GitHub

Table of Contents

About The Project
- Built With
Getting Started
- Prerequisites
- Runing the Application
Usage
How To
License
Maintainer

About The Project

Study Case: Imagine that we have an application in charge of collecting customer information. BI team needs to analyze data constantly, but we don’t want them to analyze the data directly from the raw database. Here we have created two-layer above that raw database so that BI can build up some BI tools on the top of the data warehouse. The purpose of the datalake is a staging area to keep data in a raw format before we apply any transformation or for the backup purpose in case the Datawarehouse is down.
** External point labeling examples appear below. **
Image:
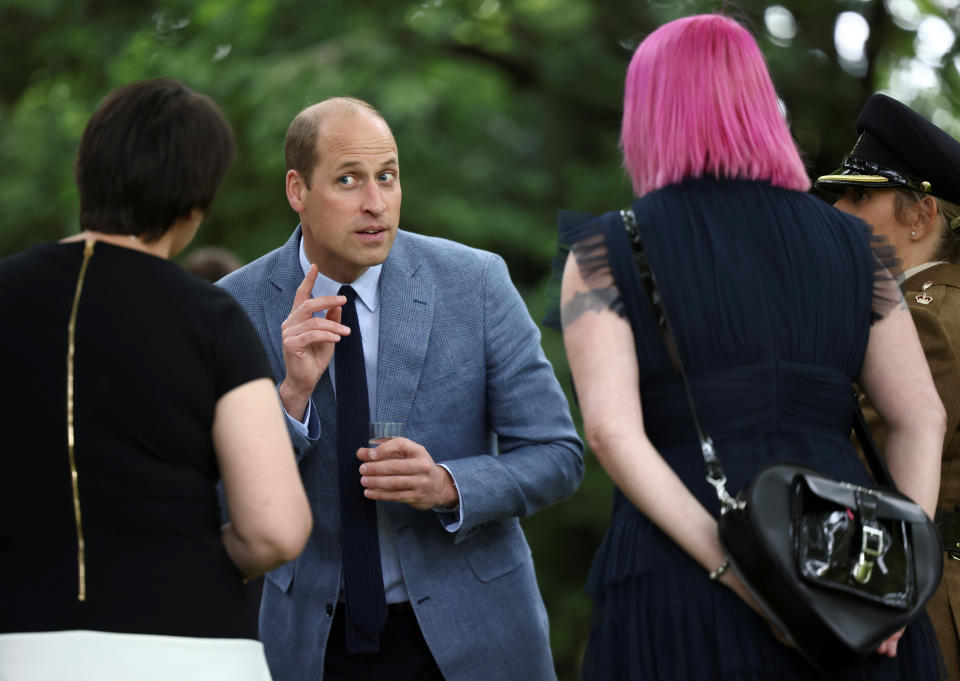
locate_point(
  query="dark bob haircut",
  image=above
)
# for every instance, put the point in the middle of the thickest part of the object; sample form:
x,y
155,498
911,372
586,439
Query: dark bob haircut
x,y
152,152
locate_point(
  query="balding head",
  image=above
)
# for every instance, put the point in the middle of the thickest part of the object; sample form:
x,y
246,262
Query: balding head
x,y
300,144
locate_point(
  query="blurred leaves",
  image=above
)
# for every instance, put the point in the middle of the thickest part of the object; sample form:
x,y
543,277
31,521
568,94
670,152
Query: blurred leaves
x,y
504,111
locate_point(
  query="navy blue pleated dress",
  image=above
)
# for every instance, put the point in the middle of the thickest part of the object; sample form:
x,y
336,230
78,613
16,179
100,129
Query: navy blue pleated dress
x,y
771,294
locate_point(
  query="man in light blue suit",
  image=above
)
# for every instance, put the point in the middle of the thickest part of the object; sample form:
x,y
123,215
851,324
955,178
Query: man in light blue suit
x,y
449,350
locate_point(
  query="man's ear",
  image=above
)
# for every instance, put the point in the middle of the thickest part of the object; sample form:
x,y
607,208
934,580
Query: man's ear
x,y
295,189
927,217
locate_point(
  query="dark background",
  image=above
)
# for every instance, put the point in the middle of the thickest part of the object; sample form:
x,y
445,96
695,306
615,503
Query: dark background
x,y
504,112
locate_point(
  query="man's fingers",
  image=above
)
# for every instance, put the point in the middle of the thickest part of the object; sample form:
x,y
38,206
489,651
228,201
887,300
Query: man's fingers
x,y
309,307
302,341
314,324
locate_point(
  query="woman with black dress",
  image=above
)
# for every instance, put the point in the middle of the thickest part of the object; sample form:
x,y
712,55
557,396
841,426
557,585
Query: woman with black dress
x,y
130,388
776,305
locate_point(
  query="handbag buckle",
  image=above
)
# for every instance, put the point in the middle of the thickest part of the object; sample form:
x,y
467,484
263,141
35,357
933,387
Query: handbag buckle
x,y
871,546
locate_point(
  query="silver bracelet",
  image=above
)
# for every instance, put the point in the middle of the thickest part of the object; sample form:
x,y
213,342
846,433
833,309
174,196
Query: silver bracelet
x,y
720,571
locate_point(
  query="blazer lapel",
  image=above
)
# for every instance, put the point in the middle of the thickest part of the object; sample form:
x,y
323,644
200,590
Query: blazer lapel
x,y
406,315
284,277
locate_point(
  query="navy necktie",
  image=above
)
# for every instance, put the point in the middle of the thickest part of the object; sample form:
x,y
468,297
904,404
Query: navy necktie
x,y
366,606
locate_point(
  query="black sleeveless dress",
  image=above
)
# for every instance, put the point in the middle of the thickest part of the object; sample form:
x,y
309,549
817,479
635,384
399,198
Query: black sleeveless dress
x,y
771,295
155,349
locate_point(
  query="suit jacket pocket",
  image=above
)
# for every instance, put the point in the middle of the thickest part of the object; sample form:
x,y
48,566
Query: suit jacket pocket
x,y
282,577
498,555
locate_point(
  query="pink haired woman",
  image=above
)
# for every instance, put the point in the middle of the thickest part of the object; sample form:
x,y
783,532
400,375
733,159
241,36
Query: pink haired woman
x,y
777,304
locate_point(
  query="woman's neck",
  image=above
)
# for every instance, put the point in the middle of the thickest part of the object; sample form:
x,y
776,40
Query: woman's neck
x,y
159,248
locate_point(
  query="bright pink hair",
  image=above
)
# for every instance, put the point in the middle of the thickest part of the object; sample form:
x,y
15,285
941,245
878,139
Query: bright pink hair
x,y
699,100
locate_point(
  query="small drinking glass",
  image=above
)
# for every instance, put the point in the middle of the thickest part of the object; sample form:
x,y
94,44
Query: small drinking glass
x,y
381,431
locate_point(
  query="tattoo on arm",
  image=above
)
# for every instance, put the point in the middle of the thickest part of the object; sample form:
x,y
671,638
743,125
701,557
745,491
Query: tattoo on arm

We used docker to host each isolated service and used apache airflow to execute our pipeline on a daily basis. The goal of this project is to simulate the data ETL process: Using a customize REST API to Extract three different tables from the MySQL local database, applying any required transformation to those data, first loading those data to AWS S3 data lake, and then loading those data into both AWS RDS and local Postgres database.

Built With

Some major frameworks/libraries used to bootstrap this project:

Apache-airflow: Data pipeline Scheduling and orchestration
Docker: Isolate application environment inside a container.
Mysql-connector-python: Used to establish connection with MySQL database
Psycopg2-binary: Used to establish connection with Postgres database
Terraform: open-source infrastructure as Code (IAC) software tool to help us automatically setup or take down cloud-based framework and infrastructure.
Faker: Generating fake data to build tables.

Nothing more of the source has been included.